The Despinis Head is part of a colossal ancient Greek sculpture, depicting a female head, which was conserved in the store rooms of the Archaeological Museum of the Ancient Agora in Athens until recently. According to George Despinis, director of the museum, it was originally part of the statue of Artemis Brauronia carved by Praxiteles.

== Discovery ==
Conserved in the storerooms of the Museum of the Athenian agora under the inventory number 1352, the Despinis Head was originally published as a male head with an erroneous provenance. It was claimed that the head derived from the Makriyannis area just below the Acropolis. Using the original records mentioning it and a photograph, George Despinis established that is actually derived from the sanctuary of Athena Hygieia between the Brauroneion and the Propylaea. It was probably discovered in the course of Kyriakos S. Pittakis' excavations of 1839. The remnants of an earring prove that the head is female.

== Description ==
The head, carved in Parian marble, measures 56 cm high (i.e. twice life size) and the complete statue would have had a height of around 3.6 metres, which suggests that it was a cult statue. It has been damaged by the passage of time, but also by iconoclastic Christians who destroyed the left side of her hairdo, her nose, mouth, have been broken off and her eyes have been smashed.
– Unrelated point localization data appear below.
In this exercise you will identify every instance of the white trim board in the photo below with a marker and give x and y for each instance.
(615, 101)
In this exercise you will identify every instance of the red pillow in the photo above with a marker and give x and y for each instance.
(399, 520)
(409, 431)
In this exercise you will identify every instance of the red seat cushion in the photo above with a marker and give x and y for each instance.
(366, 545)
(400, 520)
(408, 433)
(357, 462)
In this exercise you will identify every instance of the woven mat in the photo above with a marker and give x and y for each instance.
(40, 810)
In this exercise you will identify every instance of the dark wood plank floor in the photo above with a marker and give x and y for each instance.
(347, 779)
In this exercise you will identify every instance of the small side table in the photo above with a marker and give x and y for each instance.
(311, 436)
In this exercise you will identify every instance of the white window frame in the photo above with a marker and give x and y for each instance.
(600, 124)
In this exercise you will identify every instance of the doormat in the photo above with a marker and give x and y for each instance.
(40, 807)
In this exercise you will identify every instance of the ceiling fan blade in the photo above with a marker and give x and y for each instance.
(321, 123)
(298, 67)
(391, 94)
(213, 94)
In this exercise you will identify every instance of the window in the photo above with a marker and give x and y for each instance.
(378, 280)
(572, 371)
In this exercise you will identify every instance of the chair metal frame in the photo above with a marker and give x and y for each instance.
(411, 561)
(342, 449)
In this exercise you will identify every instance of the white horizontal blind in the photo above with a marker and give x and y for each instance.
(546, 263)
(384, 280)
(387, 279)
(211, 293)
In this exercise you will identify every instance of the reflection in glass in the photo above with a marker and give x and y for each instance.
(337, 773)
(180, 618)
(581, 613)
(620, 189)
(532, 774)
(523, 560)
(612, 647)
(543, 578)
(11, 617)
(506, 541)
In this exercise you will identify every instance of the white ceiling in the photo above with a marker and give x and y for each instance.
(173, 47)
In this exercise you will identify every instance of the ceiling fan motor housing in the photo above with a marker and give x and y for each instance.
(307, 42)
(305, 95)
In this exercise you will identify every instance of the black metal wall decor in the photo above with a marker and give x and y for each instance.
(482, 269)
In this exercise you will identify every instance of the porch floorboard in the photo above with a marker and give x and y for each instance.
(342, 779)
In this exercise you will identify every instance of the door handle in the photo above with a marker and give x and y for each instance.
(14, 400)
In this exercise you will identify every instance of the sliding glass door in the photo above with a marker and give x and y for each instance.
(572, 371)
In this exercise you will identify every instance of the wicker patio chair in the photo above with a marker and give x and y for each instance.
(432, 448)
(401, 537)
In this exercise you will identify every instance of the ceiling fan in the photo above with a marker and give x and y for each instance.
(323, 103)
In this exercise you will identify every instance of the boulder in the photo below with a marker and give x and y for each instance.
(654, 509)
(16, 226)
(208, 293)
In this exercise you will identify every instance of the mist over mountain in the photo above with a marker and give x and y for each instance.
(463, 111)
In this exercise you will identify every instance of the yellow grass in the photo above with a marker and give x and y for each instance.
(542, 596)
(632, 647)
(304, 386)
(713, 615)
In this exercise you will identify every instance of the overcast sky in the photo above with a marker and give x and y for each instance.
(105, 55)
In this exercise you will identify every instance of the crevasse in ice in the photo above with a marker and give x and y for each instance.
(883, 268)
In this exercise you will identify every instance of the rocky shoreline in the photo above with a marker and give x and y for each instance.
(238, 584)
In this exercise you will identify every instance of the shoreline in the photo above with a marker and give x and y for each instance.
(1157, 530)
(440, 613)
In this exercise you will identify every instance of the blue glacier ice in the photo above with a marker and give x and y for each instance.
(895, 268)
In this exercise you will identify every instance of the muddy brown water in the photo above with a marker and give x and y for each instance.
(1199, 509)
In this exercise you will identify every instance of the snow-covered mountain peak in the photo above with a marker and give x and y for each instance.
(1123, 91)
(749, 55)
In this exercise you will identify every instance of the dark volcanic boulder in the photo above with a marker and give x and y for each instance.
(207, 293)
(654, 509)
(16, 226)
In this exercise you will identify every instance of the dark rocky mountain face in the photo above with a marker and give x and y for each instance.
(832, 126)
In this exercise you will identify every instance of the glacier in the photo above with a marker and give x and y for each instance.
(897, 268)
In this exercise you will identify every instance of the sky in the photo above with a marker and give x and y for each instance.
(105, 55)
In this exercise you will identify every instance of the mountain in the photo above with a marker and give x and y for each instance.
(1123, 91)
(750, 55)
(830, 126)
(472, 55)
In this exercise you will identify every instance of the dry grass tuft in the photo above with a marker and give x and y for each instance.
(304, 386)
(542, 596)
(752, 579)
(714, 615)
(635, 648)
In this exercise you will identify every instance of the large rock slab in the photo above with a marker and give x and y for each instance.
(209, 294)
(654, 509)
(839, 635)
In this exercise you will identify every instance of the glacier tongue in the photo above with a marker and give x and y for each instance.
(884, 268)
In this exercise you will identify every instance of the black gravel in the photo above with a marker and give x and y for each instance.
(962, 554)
The face of the goddess is rounded and slightly asymmetrical, with a rather severe expression. Her hairdo, which is parted in the middle of her forehead, is made up of two thick plaits wrapped around the head and a small vertical plait running from the front of her head to the top. This hairdo is most common in depictions of children and young women, such as a statue of Artemis found at Delos, and therefore fits a depiction of the young, virgin goddess Artemis.

== Attribution ==
In his description of Attica, Pausanias mentions the sanctuary of Artemis Brauronia and says "the cult statue is the work of Praxiteles. Traditionally the Diana of Gabii or the Artemis of Dresden have been considered to be imitations of this work.

George Despinis instead proposed that this head was Praxiteles' statue, since it was discovered around the location visited by Pausanias. He compared it with the Dancers of Delphi and the Themis of Rhamnous, two works which are dated to 330-320 BC and 320-280 BC respectively and belong to the final phase of Praxiteles' career.

It has been argued that the arrangement of the Brauronion, partially reconstructed from the archaeological remains, did not support the existence of a cult statue. However, the main objection to the attribution of the Despinis Head as Praxiteles' Artemis is stylistic: the solemn expression of the Despinis Head has little of the charm and grace considered to be characteristic of Praxiteles' style. However this characterisation of Praxiteles is largely derived from the Hermes and the Infant Dionysus whose attribution to Praxiteles is itself highly controversial. Moreover, the heavily damaged state of the head must be kept in mind, as well as the fact that it is difficult to imagine the impression that it would have had on a viewer in its original location, three metres above ground level.

== Bibliography ==
- George Despinis, « Neues zu einem alten Fund », Mitteilungen des Deutschen Archäologischen Instituts, Athenische Abteilung, 109 (1994), p. 173-198.
- Alain Pasquier, « Praxitèle aujourd'hui ? La question des originaux » in Praxitèle, catalogue of the Louvre museum exhibition, 23 March-18 June 2007, éditions du Louvre & Somogy, 2007 (ISBN 978-2-35031-111-1), p. 103-104 et cat. 24, p. 126-127.
- Claude Rolley, La Sculpture grecque, vol. II : La période classique, Manuels d'art et d'archéologie antiques, Picard, 1999 (ISBN 2-7084-0506-3), p. 262.